AUGUST 24, 2009 3:37PM

Public Optional

Rate: 2 Flag

To use an aviation analogy, we have turned from the downwind vector and are now in mid-approach "base leg" on this policy reform flight prior to turning 90 degrees into the turbulent fall 2009 headwinds of final approach and (crash?) landing of "health care reform" legislation. I will add a few more observations, and recap central points and issues I've addressed in my prior three posts before moving on to another topic (drought and water policy).

"PUBLIC OPTIONAL"

I am really sick of hearing about the "public option" wrangle 24/7 in the media these days. I am increasingly skeptical of its inclusion of any final legislation that may or may not reach the President's desk, and likewise skeptical that it would comprise much of an improvement even should it pass the Congress (and, it looks increasingly to me like a slickly orchestrated "misdirection" strategy). Without a "public option" (our having taken Single Payer off the table a priori), it is difficult to see what "health care reform" would truly amount to. But, then, "public option" as currently proffered (e.g., H.R. 3200) merely looks like -- as I've said before -- [1] corporate welfare ("Play or Pay" forcing everyone to buy health insurance policies, under threat of tax penalty), and [2] outright "welfare" (means-tested government subsidy for health insurance "affordability").

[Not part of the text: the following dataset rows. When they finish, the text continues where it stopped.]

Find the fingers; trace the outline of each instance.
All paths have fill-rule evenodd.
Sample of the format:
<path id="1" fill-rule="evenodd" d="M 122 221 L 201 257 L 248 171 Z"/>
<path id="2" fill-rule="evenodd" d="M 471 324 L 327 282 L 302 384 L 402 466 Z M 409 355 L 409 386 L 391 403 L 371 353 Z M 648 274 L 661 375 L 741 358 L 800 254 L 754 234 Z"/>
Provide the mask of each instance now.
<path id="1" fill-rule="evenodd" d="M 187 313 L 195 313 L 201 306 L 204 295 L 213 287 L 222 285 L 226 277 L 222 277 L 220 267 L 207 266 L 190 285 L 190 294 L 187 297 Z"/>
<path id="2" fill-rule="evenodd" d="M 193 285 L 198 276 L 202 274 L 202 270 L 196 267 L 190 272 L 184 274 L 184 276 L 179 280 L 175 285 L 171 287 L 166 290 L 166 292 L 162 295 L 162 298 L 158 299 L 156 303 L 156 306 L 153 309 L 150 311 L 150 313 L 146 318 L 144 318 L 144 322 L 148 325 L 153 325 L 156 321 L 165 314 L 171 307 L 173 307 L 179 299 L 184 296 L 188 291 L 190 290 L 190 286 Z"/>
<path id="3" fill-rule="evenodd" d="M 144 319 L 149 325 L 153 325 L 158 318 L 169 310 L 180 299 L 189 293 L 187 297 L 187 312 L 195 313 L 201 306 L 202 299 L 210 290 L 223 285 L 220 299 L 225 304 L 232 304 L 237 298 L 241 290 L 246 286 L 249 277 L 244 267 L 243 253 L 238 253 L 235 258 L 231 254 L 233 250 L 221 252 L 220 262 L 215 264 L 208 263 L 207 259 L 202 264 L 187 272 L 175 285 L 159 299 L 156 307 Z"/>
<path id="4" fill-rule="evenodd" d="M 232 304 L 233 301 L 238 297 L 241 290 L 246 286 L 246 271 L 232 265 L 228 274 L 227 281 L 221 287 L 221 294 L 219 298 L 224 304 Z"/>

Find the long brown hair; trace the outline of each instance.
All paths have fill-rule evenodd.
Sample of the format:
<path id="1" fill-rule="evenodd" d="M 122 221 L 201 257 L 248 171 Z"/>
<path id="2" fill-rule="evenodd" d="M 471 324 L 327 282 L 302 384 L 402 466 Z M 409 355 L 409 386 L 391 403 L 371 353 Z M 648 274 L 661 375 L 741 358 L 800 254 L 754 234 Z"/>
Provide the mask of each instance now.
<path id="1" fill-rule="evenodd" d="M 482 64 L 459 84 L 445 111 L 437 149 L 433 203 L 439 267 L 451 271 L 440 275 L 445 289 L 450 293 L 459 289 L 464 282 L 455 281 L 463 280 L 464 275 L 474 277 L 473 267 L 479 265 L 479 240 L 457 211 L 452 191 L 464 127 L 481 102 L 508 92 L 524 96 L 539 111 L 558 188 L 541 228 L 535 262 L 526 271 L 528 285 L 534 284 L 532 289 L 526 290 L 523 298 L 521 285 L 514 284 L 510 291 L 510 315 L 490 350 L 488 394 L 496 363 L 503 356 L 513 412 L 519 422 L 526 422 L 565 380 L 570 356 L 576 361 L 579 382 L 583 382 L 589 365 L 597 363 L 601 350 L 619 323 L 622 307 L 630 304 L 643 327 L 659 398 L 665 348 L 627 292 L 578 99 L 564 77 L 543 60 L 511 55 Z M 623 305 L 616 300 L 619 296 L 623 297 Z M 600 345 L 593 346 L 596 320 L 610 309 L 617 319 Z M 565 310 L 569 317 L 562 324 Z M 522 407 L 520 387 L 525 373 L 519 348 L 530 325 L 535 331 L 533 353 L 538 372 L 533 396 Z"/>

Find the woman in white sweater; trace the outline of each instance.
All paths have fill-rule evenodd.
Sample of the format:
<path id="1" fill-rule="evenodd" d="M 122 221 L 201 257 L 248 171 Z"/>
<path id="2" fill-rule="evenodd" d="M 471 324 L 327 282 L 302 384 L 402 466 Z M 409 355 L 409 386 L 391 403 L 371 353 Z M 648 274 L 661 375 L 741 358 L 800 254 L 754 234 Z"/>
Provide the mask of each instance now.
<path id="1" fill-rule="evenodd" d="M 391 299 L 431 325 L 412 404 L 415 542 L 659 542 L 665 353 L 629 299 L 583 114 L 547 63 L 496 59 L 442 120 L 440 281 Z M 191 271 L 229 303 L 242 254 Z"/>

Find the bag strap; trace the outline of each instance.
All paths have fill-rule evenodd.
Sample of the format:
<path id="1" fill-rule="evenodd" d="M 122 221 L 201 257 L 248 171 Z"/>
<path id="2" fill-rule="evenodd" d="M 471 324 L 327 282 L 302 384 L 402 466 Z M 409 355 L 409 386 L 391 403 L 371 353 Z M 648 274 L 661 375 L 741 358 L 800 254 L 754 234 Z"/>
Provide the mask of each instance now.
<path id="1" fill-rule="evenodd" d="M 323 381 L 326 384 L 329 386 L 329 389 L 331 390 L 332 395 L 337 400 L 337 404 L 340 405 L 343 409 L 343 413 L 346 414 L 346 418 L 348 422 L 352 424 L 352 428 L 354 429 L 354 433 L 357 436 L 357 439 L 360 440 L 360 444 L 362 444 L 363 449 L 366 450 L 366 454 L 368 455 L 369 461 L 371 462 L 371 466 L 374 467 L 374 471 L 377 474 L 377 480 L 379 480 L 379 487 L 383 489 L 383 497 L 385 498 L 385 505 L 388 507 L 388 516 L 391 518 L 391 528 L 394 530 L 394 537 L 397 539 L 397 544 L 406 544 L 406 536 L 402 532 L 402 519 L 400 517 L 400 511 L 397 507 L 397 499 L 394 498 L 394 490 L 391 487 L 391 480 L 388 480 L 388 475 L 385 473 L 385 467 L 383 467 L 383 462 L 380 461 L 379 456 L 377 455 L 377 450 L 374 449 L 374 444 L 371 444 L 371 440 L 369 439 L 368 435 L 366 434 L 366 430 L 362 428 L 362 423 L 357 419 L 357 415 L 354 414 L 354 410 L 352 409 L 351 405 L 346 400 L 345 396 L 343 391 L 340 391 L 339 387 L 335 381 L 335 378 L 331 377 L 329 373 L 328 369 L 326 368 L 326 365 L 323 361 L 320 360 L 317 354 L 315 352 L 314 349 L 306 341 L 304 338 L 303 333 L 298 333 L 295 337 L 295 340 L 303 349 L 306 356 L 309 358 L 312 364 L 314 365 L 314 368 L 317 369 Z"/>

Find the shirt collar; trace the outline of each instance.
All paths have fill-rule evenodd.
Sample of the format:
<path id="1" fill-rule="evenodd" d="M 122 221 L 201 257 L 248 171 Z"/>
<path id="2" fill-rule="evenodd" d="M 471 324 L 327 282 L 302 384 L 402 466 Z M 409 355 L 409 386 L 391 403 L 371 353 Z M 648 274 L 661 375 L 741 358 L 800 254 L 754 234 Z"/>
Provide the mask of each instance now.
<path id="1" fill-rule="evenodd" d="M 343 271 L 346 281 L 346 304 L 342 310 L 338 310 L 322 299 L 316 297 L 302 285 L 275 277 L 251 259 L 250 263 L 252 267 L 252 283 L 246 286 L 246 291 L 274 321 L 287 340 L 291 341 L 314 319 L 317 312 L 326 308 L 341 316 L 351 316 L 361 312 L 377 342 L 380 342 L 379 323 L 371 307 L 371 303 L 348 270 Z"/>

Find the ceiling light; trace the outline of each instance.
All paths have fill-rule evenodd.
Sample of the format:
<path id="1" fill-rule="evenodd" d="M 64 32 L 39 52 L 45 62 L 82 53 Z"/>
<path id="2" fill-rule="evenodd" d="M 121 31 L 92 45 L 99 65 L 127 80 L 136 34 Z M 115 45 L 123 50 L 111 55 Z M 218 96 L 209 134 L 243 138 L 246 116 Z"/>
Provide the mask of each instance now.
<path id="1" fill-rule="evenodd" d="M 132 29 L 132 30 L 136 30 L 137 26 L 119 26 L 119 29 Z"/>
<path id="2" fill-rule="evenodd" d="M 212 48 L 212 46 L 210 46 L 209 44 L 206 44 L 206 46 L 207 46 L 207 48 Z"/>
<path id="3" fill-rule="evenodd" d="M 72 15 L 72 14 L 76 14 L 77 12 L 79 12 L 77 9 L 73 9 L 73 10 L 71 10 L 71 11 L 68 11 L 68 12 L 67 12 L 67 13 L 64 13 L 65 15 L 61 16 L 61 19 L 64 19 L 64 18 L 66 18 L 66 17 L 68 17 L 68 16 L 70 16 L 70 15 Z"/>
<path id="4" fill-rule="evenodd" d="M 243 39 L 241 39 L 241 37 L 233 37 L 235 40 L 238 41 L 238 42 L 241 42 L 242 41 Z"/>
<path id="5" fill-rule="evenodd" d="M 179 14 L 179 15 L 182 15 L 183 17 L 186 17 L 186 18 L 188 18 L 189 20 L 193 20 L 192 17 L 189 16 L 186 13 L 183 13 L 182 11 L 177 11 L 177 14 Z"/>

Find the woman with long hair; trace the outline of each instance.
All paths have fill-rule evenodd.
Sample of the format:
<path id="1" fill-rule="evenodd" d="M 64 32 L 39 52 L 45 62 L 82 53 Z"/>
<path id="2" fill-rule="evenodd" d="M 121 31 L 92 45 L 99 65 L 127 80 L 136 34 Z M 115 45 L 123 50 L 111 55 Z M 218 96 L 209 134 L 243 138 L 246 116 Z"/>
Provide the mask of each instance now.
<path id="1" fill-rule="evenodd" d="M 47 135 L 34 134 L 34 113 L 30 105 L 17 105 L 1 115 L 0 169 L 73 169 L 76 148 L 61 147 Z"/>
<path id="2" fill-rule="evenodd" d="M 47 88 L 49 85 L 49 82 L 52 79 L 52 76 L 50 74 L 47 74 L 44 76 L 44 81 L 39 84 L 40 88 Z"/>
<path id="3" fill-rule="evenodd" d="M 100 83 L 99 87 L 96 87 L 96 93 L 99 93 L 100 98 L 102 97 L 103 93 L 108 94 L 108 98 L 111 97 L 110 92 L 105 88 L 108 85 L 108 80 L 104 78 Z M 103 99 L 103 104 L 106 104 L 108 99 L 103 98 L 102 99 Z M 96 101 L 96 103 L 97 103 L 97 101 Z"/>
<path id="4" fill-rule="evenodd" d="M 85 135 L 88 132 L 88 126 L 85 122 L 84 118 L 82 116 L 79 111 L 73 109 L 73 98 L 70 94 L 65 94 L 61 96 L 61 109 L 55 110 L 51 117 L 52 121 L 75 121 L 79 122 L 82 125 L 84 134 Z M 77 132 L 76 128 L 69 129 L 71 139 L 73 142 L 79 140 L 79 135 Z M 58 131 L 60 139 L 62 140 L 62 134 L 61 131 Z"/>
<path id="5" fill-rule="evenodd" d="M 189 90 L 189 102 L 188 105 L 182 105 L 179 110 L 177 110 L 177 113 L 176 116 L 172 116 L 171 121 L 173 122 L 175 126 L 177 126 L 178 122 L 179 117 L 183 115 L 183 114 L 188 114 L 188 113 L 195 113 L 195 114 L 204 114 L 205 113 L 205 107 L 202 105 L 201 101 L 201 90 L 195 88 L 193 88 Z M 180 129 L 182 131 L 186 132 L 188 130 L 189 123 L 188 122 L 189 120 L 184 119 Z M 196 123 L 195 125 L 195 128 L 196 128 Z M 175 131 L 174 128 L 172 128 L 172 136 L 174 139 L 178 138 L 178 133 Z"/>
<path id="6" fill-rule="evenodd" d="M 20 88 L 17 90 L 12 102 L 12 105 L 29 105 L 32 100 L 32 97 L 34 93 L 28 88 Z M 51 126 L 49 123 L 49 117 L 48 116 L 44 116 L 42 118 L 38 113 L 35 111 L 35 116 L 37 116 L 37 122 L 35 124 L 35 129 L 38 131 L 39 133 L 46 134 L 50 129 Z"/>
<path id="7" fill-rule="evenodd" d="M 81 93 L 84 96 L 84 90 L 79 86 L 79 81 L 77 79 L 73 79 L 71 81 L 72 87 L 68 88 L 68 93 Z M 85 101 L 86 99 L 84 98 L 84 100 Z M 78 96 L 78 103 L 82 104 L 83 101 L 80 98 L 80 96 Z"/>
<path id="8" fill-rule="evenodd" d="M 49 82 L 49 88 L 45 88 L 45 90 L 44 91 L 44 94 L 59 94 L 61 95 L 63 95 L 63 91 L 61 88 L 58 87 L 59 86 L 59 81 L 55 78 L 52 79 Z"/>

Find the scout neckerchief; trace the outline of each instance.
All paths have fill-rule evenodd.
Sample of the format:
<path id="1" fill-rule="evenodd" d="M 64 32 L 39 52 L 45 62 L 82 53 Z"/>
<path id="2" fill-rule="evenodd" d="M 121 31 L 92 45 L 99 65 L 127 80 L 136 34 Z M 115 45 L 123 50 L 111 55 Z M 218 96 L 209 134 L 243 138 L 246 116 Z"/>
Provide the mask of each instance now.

The sarcastic title of this post simply alludes to the very real political fact that, to the extent that the priorities of key legislators align with true needs of the aggregate public (e.g., universal access, better clinical quality, and restraint on cost), they will work for such things, but, the overriding, never-ending imperative of most lawmakers seems to be simply that of re-election. And, for the Legislative Branch (in particular the House**), there's only one viable source of effective campaign funding -- special interest money. This is beyond debatable, and is not exactly news. You might be able to mount and sustain a viable Presidential campaign on broad-support grassroots small-increment donation money -- as Obama obviously did -- but this is simply not the case for Senators and Representatives. It has been recently reported that there are today six health care industry lobbyists in place for every member of Congress. The money is flowing generously, and the backroom special interest pleading is in high gear.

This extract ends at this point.